Boston Globe columnist Adrian Walker pushed back Friday at Nancy Gertner, the lawyer who represented the late Matthew Stuart and who appeared on GBH Radio (89.7 FM) on Wednesday. Gertner blasted the Globe for suggesting that her client may have been directly involved in the shootings that claimed the life of Matthew’s sister-in-law Carol Stuart and that severely wounded his brother Charles Stuart. The Globe recently published an in-depth overview of the 34-year-old case, a maelstrom of racism and malfeasance by the Boston Police and the media.
Walker, one of a team of four reporters and numerous other Globe journalists who worked on the series, told “Boston Public Radio” hosts Jim Braude and Margery Eagan that, essentially, the Globe stands behind its reporting.
“Nancy Gertner talked to us at least five times over 20 months in the course of reporting this story. And her point of view is fully represented in the written story. And in the podcast,” Walker said.
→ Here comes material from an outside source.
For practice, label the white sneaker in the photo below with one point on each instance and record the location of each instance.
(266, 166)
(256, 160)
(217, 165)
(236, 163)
He added:
There have always been questions, completely legitimate and valid questions, despite what Gertner says, about Matthew’s role in this and whether it was more extensive than we’ve been led to believe. And I don’t think there’s anything wrong — in fact, we firmly stand by raising those questions. And it’s important to say that we don’t draw any conclusions.
You can listen to the interview with Walker by clicking here; his conversation with Eagan and Braude starts a little after the 50:00 mark and lasts about 19 minutes, although the exchange about Gertner is very brief.
The late Matthew Stuart’s lawyer is speaking out against The Boston Globe, saying the paper was “completely wrong” to suggest in its massive overview of the Charles and Carol Stuart case that her former client may have been directly involved in the shootings.
The Globe “has taken on the role of a tabloid” by “mischaracterizing grand jury testimony,” charged Nancy Gertner, a retired federal judge, in an appearance on “Boston Public Radio” earlier today on GBH Radio (89.7 FM). You can listen to her remarks here; scroll forward to about 2:02. The segment is about 15 minutes long.